The initial indications that women are the majority of those infected with Zika virus are a stark reminder that disease epidemics tend to intensify vulnerabilities among already-marginalized and at-risk populations. It is the women who are poor, least educated with little access to services, who are most at risk. The Ebola epidemics clearly demonstrated the need for a focus on adolescent girls and young women and underlined the further dangers for mothers and children alike of stigma, exclusion and abandonment when associated with disease and its spread.

The World Health Organization and scientific partners are tackling crucial public health uncertainties such as the cause of the upsurge in cases of microcephaly and other alterations of the neurological system, and whether Zika virus can be transmitted other than by the bite of an infected Aedes mosquito, such as through sexual contact.

The women of Brazil, Colombia and other Zika-affected countries need clear and factual information about how and why to protect themselves and their families from mosquitoes, from infection and from unintended pregnancies. Their ability to safely control whether, and when, to become pregnant requires legal access to reproductive health services, including contraceptives and pregnancy terminations, and counselling as well as comprehensive sexuality education.

The high rates of unintended pregnancies in Latin America (over 50 per cent [3]) reflect restricted access to contraception and high rates of sexual violence alongside constraints in access to safe and legal reproductive health and rights. There is a vital role for men to play in preventing pregnancies, supporting women’s choices and involving themselves in the care of their children.

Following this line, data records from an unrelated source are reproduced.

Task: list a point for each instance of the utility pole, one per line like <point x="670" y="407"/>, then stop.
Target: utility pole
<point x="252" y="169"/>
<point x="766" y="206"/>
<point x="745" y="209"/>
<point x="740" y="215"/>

So far, 583 cases of microcephaly have been confirmed in Brazil, with over 4,000 cases still under investigation. Families are doing their best to cope with the increased burden of care of children born with microcephaly and urgently need access to appropriate social protection and medical services for ongoing care.

It appears that women in Latin America are resorting to unsafe pregnancy terminations, raising fears for their well-being. Lifting the limitations on services at this critical time could make a substantial difference to the lives of women. Lawmakers and the judiciary have a crucial role in this and can enable flexibility in cases where women's psychological, physical and social health are at risk.

Just a few months ago, the governments of the world agreed on the 2030 Agenda for Sustainable Development, with gender equality and women’s empowerment at its centre. Top-level leadership committed to “leave no one behind”. This is the opportunity for governments and the United Nations to involve women’s machineries and women´s organizations in an effective, rights-based response, and to demonstrate the true meaning of the centrality of women to the new agenda.


[1] Data analysis from the State of Bahia monitoring system. Ministry of Health, Brazil.

[2] National Institute of Health, Ministry of Health and Social Protection, Colombia.

[3] Sedgh G, Singh S, Hussain R. Intended and unintended pregnancies worldwide in 2012 and recent trends. Stud Fam Plann 2014; 45:301-14.